カトリック教会では、「主の昇天の出来事」を非常に重要なものと考えている。ある神父がこう語っている。「この主の昇天の出来事はわたしたちの希望でもあります。きょうのミサの集会祈願の中に、『主の昇天に、わたしたちの未来の姿が示されています』という言葉があります。わたしたちの歩みは肉体の死で終わる歩みではなく、死を通って最終的に神のもとに(天に)至る歩みなのです。そのことを本気で感じ、受け取ったときに、今のわたしたちにとって目の前の喜びや楽しみ、苦しみや悲しみがどのような意味を持っているかが見えてくるのではないでしょうか」。
この福音書を記したルカは、優れた歴史家であり、神のご計画の時の流れを、長い目を持って捕らえようとする。44節に「モーセの律法と預言書と詩編に書いていること」という表現があるが、これは旧約聖書を指している。ユダヤ人は、「聖書」という言い方をしない。「律法(トーラー)、預言書(ヌビイーム)、諸書(ケスビーム)」という実質的な呼び方をする。いささか長いので、頭文字だけ取って「タナカ」と称する。その長い長い時を貫く神の救いの歴史を想起している。そしてそれはナザレのイエスの誕生に連なり、このイエスによってガリラヤから始まる宣教と、エルサレム十字架と復活の出来事が語られ、今や主が弟子たちと別れて、天に上られ、一度、福音書は閉じられる。
しかし、神のドラマはそれで終わりになったのではない。終わりとは次の始まりなのである。47節「また、罪の赦しを得させる悔い改めが、その名によってあらゆる国の人々に宣べ伝えられる」。「悔い改め」、つまり「方向転換」がここから始まるのだという。一目散に走りながら方向転換するのは、恐ろしく無理がかかる。無理やり方向転換しようとするならひっくり返ってしまうかもしれない。ひとまずそこに止まらなければならいけない。方向転換をするために、一たび、今夢中になってやっていることを終わりにし、留まらなければならないだろう。そこからエルサレムから全世界に拡がる弟子たちの宣教のわざが始まるのだという。その出発点に、主イエスの昇天がある。主イエスの昇天は、主イエスの時の終わりであるが、しかし教会の時の始まりでもある。49節「都にとどまっていなさい」、弟子たちは「主の昇天」という時を迎え、神の救いのみわざのインターミッションに出会っているのである。
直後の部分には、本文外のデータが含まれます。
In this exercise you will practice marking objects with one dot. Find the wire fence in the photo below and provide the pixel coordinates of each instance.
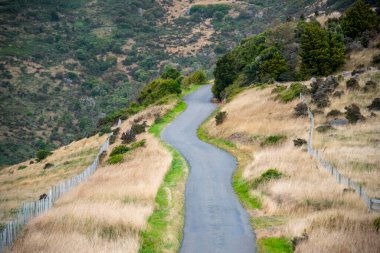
(373, 204)
(32, 209)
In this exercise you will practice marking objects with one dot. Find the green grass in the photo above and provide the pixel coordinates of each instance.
(274, 245)
(260, 222)
(154, 238)
(241, 186)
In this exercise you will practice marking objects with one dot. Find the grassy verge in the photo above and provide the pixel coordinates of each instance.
(274, 245)
(164, 231)
(240, 185)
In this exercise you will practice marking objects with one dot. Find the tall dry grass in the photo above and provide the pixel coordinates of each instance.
(306, 198)
(108, 212)
(354, 148)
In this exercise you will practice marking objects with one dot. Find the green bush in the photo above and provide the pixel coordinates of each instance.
(105, 130)
(138, 144)
(292, 92)
(220, 117)
(22, 167)
(268, 175)
(376, 224)
(118, 150)
(115, 159)
(42, 154)
(158, 89)
(272, 140)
昔の長編大作映画、「十戒」とか「ベンハー」等は、間に「インターミッション」が挟まれていた。長すぎてずっと見るのに疲れるから、休憩が必要という訳である。オペラなどの観劇もそうである。幕間に軽い飲食をして、気分や気持を入れ変える。これもまた「方向転換」のひとつであろう。実はこの「インターミッション」の基は、礼拝にあると言ってもいい。説教の後くらいに、オルガンの演奏が行われる。大抵は、演奏者の即興演奏だったらしいが「間奏曲」(インテルメッツオ)が奏される。その中に沈黙して、信仰者は語られたみ言葉にしばし留まるのである。新しく始まるためには、ひと時そこに留まり、動きを留めなくてはならない。それは一見「停滞」とか、「立ち往生」とか「進展なし」に見えるが、「留まる」ところからしか、生まれ出ないものがある。
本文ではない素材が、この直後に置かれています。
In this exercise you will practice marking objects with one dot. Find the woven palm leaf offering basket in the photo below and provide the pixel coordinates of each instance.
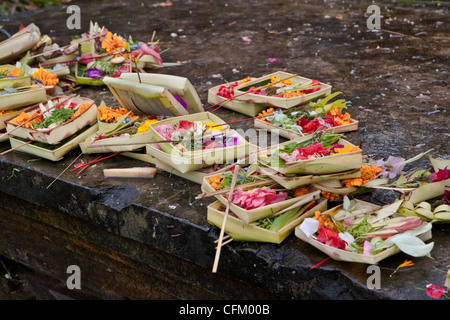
(281, 89)
(53, 152)
(255, 197)
(19, 43)
(201, 139)
(14, 98)
(292, 181)
(155, 94)
(54, 120)
(222, 95)
(13, 77)
(272, 229)
(357, 231)
(323, 153)
(182, 167)
(426, 192)
(308, 119)
(119, 131)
最初に「探しているものや大切なものは、自分の近くにありながら見えにくいものでもある」という言葉を紹介した。世界の人が、今までのように旅行することが、困難になった。しかしそこで再び見出された、古くて新しい旅の形が見えてきた、という。『失われた時を求めて』で知られるフランスの作家、プルーストは、こんな言葉を残している。「発見の旅とは、新しい景色を探すことではない。新しい目で見ることなのだ」。